There is a simple way to test this. Simply follow the instructions below and bring your results to your next visit with the doctor.

INSTRUCTIONS:

1. Use any digital or mercury thermometer. Shake it down before going to bed to 96 degrees or less and put it by your bedside.

2. In the morning, as soon as you wake up, put the thermometer deep in your armpit for ten minutes and record the temperature. Do this before you get out of bed, have anything to eat or drink, or engage in any activity. This will measure your lowest temperature of the day, which correlates with thyroid gland function. The normal underarm temperature averages 97.8-98.2 degrees F. We frequently recommend treatment if the temperature averages 97.4 or less. The temperature should be taken for four days.

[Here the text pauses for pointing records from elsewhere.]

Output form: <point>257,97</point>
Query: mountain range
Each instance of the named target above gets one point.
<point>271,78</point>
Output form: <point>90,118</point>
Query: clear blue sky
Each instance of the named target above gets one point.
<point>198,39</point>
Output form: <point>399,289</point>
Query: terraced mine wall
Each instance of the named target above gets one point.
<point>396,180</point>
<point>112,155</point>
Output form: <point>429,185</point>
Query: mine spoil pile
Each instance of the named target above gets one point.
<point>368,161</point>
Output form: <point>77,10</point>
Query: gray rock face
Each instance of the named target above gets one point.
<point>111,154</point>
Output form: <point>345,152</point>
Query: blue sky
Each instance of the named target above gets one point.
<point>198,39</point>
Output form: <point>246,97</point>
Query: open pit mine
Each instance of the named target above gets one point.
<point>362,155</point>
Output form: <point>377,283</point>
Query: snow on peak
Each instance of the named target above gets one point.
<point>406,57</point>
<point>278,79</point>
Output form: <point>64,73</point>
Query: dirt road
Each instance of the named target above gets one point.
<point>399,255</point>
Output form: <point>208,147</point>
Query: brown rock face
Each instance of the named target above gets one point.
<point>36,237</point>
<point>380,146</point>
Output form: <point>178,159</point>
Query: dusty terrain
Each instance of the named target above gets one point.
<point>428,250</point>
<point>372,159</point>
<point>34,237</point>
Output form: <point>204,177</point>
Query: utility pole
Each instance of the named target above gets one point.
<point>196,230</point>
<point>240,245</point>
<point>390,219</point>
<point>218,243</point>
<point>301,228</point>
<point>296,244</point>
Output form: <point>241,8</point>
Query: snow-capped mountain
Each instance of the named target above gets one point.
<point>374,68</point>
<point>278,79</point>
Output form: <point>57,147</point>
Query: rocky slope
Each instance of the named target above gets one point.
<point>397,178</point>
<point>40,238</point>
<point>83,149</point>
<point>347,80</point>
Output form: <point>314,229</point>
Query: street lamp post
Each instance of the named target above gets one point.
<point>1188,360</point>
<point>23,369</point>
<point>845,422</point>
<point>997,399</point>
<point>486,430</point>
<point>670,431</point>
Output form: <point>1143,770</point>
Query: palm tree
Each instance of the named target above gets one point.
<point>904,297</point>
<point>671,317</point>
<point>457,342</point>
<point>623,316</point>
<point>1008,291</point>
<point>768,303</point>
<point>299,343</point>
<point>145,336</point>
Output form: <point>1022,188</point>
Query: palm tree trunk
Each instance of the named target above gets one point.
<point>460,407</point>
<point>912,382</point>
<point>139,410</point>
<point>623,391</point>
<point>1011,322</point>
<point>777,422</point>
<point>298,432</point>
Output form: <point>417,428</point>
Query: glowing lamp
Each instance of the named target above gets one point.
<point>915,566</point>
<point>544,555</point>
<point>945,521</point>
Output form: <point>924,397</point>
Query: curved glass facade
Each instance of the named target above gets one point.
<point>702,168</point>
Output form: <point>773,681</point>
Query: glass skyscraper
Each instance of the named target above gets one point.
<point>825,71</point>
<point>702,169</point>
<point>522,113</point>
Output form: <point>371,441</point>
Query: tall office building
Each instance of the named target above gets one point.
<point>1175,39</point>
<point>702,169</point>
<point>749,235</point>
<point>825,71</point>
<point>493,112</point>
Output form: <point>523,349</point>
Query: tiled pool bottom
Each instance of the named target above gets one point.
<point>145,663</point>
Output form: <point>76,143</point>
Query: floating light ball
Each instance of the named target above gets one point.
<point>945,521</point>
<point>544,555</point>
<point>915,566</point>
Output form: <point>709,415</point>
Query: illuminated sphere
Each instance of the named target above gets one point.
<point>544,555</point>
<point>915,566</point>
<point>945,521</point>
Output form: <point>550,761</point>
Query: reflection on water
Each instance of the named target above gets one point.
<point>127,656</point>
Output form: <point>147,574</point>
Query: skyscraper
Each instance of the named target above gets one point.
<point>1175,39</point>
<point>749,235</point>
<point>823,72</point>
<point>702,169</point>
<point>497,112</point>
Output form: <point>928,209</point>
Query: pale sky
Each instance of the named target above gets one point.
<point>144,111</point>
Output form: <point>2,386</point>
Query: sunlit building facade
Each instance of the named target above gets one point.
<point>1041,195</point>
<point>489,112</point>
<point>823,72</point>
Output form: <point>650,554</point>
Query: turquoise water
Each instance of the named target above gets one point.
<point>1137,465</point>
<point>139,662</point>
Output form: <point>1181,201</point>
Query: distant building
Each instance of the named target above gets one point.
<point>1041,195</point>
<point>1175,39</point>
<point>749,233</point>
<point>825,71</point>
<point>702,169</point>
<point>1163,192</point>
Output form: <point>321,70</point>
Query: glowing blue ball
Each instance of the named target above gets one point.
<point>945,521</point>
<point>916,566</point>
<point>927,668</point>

3. Each time you are taking your temperature, it is imperative that you take both axillary (underarm) and oral (mouth) temperatures. Both temperatures need to be taken upon waking up as well as three hours later and then six hours after that. It is important to do this for four days and to follow these instructions carefully in order to get accurate results.

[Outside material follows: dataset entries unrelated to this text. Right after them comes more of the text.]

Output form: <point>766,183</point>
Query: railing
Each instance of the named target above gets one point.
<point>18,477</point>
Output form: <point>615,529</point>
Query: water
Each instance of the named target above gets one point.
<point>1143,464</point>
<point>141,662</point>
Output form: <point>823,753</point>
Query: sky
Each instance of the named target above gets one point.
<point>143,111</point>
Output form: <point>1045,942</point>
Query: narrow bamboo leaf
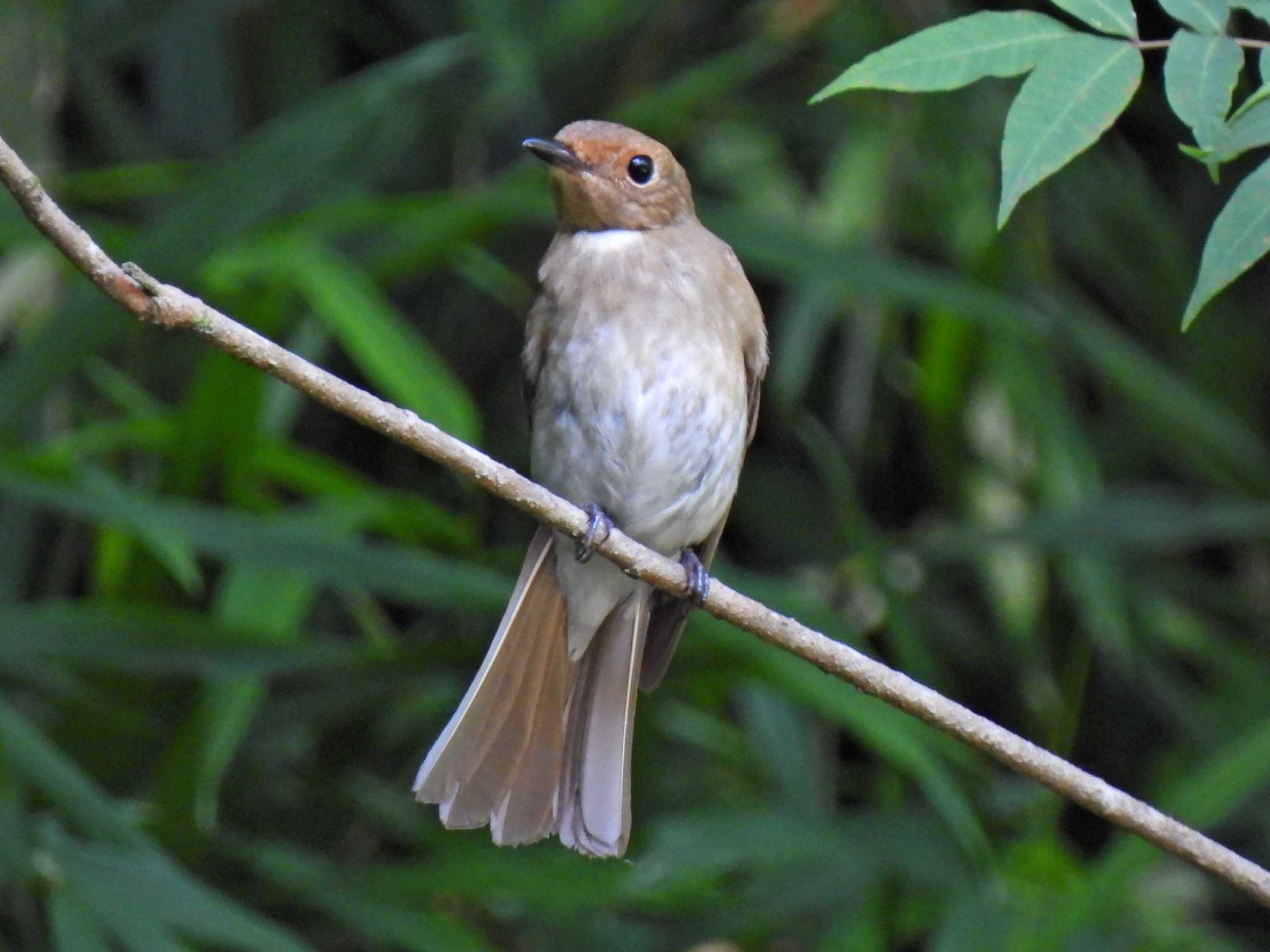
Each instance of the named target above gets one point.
<point>1065,106</point>
<point>1108,15</point>
<point>40,763</point>
<point>168,547</point>
<point>1240,238</point>
<point>379,338</point>
<point>1199,77</point>
<point>1203,15</point>
<point>954,54</point>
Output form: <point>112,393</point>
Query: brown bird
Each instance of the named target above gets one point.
<point>643,357</point>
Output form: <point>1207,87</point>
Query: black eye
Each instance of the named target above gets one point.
<point>641,169</point>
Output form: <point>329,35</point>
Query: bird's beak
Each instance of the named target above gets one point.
<point>556,152</point>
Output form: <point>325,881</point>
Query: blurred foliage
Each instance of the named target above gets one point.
<point>233,622</point>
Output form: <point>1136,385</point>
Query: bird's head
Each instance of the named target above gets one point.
<point>605,175</point>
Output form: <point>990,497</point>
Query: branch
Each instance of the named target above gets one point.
<point>173,309</point>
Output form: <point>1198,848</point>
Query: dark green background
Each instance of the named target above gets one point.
<point>231,622</point>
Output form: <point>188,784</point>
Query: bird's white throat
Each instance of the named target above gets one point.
<point>605,242</point>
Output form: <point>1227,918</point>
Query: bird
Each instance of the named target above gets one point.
<point>644,353</point>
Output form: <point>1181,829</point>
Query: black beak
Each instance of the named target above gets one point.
<point>556,152</point>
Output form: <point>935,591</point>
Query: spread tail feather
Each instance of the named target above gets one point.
<point>595,801</point>
<point>499,758</point>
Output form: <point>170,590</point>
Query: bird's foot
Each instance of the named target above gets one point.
<point>598,526</point>
<point>698,578</point>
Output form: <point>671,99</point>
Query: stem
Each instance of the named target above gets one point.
<point>1165,43</point>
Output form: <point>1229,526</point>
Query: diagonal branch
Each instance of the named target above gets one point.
<point>174,309</point>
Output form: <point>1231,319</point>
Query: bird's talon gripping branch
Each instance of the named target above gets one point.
<point>598,526</point>
<point>698,578</point>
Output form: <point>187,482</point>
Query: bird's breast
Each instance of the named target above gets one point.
<point>641,398</point>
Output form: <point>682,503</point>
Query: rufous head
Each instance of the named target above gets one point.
<point>605,175</point>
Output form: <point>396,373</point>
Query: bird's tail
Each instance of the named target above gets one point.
<point>498,760</point>
<point>540,744</point>
<point>595,801</point>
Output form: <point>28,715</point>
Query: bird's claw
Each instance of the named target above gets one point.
<point>698,582</point>
<point>598,526</point>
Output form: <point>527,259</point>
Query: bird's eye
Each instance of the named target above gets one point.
<point>641,169</point>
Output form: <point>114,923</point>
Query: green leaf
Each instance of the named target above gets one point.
<point>1201,73</point>
<point>33,757</point>
<point>305,545</point>
<point>1108,15</point>
<point>1250,130</point>
<point>143,896</point>
<point>1203,15</point>
<point>1240,238</point>
<point>954,54</point>
<point>1071,98</point>
<point>1258,8</point>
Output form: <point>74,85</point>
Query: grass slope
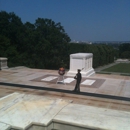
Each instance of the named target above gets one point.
<point>121,68</point>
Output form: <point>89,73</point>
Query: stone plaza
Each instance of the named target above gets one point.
<point>30,99</point>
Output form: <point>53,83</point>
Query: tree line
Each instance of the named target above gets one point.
<point>44,44</point>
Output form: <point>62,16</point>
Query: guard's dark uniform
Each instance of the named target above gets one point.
<point>78,77</point>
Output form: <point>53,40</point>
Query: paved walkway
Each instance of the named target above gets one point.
<point>89,108</point>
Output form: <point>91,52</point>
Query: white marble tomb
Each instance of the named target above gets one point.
<point>81,61</point>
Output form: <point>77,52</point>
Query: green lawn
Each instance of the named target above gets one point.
<point>121,68</point>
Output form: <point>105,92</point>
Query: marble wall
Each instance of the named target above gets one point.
<point>3,63</point>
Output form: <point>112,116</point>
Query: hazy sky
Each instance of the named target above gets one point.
<point>83,20</point>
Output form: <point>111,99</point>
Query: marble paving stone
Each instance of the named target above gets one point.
<point>94,117</point>
<point>4,126</point>
<point>88,82</point>
<point>19,110</point>
<point>49,78</point>
<point>68,80</point>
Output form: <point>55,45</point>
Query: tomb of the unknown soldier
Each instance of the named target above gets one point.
<point>31,99</point>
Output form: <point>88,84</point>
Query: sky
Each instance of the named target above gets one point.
<point>83,20</point>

4. For women, the temperature should be taken starting the second day of menstruation. The reason is because a considerable temperature rise may occur around the time of ovulation and give incorrect results. If you miss a day, that is okay, but be sure to finish the testing before ovulation. For men, and for postmenopausal women, it makes no difference when the temperatures are taken. However, do not do the test when you have an infection or any other condition which would raise your temperature.

Basal Body Temperature: This is a test of your core body temperature and is a very useful test to determine if your thyroid hormonal system is underactive (ie hypothyroid).

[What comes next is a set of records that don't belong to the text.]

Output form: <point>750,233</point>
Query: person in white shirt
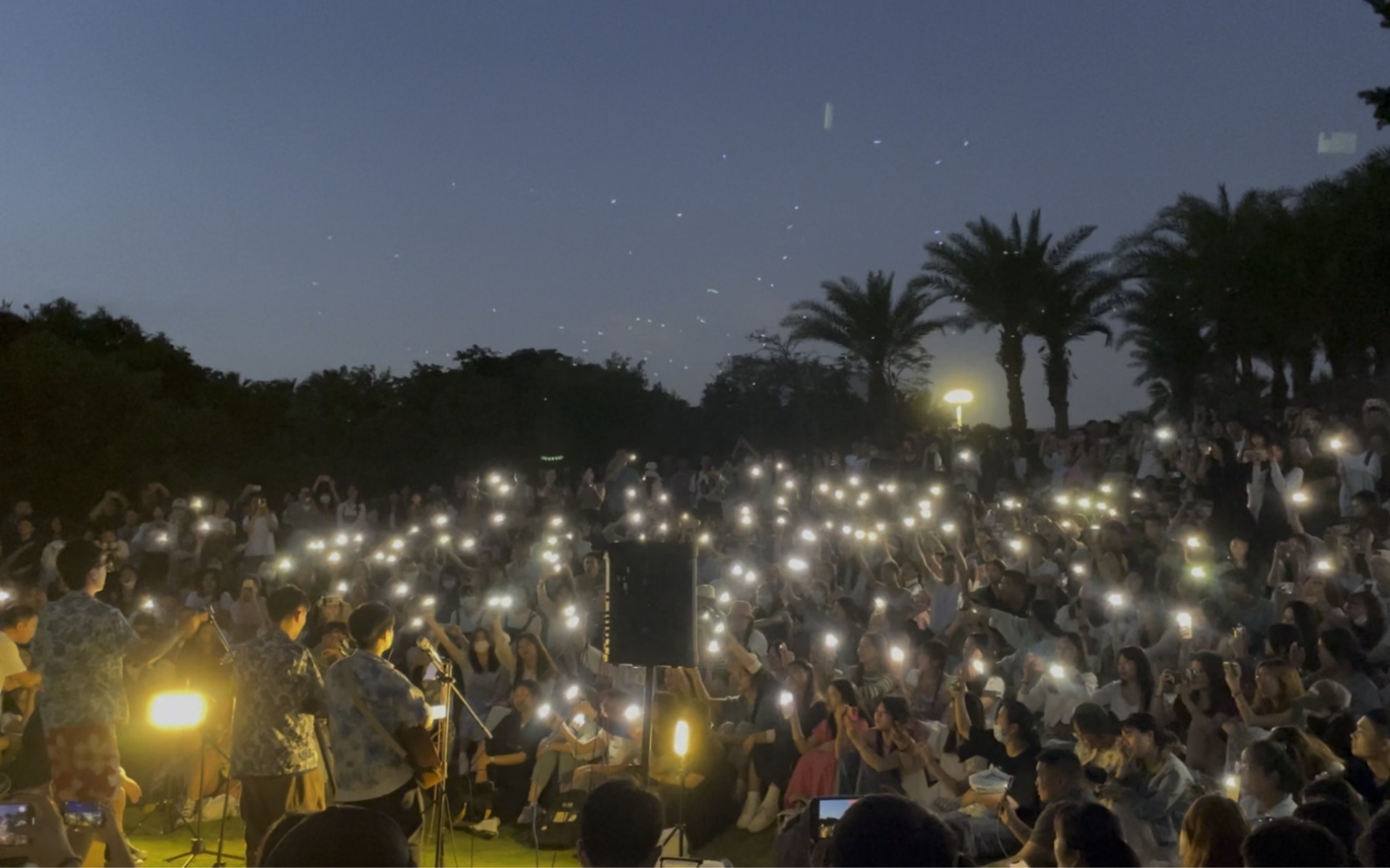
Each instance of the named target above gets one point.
<point>1357,468</point>
<point>1133,691</point>
<point>1270,471</point>
<point>17,628</point>
<point>1268,781</point>
<point>352,513</point>
<point>1055,688</point>
<point>260,534</point>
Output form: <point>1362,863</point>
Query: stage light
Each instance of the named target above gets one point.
<point>178,710</point>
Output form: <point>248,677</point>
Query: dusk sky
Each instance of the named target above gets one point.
<point>289,186</point>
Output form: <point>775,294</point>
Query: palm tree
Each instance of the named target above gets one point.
<point>999,278</point>
<point>1074,306</point>
<point>1166,329</point>
<point>876,332</point>
<point>1221,249</point>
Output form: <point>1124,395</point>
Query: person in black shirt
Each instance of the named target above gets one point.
<point>509,757</point>
<point>1013,747</point>
<point>1369,768</point>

What does being hypothyroid have to do with cardiovascular disease?

Hypothyroidism causes abnormal lipid metabolism which results in accelerated cardiovascular disease. Cholesterol and other lipids can become elevated due to diminished function of lipid metabolism enzymes caused by the lower body temperatures. Many body enzymes are highly temperature dependent, malfunctioning at abnormally low or high temperatures. The more abnormal the temperature, the more malfunctional the enzyme. On a molecular basis, this is why we become listless as our body temperatures go out of the normal range and we die at temperature extremes.

Although the frequency of hypothyroidism has been hotly debated for many decades, I am convinced that hypothyroidism is common and often unrecognized. The official normal range of thyroid blood tests are virtually useless except for obvious hypothyroidism and hyperthyroidism. These blood tests are useful if much tighter normal ranges are used. Additionally, accurate assessments of thyroid function can be obtained with basal body temperatures.

Ideally body temperature is taken immediately upon awakening and while still in bed, but it can be taken during the day at least 15 minutes after eating or drinking and when you haven’t been exercising. Men and post-menopausal women can take their temperatures on any day but menstruating women have some restrictions. Their temperature fluctuates with their menstrual cycle, lowest at ovulation and highest just before menstrual flow. They can most accurately measure the temperature on the second and third day of the period after the flow begins. Normal temperatures are: Armpit 98.0 +/- 0.2, Oral 98.6 +/- 0.2, and Rectal 99.0 +/- 0.2 degrees Fahrenheit.

Another useful assessment is an exceedingly low-tech question, “Do you tend to be very hot or cold when most others are not”? Characteristically, hypothyroid patients are very “cold blooded” and are cold to their core even when wearing warm clothes. As a corollary, these patients rarely can create any significant sweat. As an aside, two other conditions that can cause low body temperature are adrenal exhaustion and profound hypoglycemia but these diagnoses are usually quite obvious.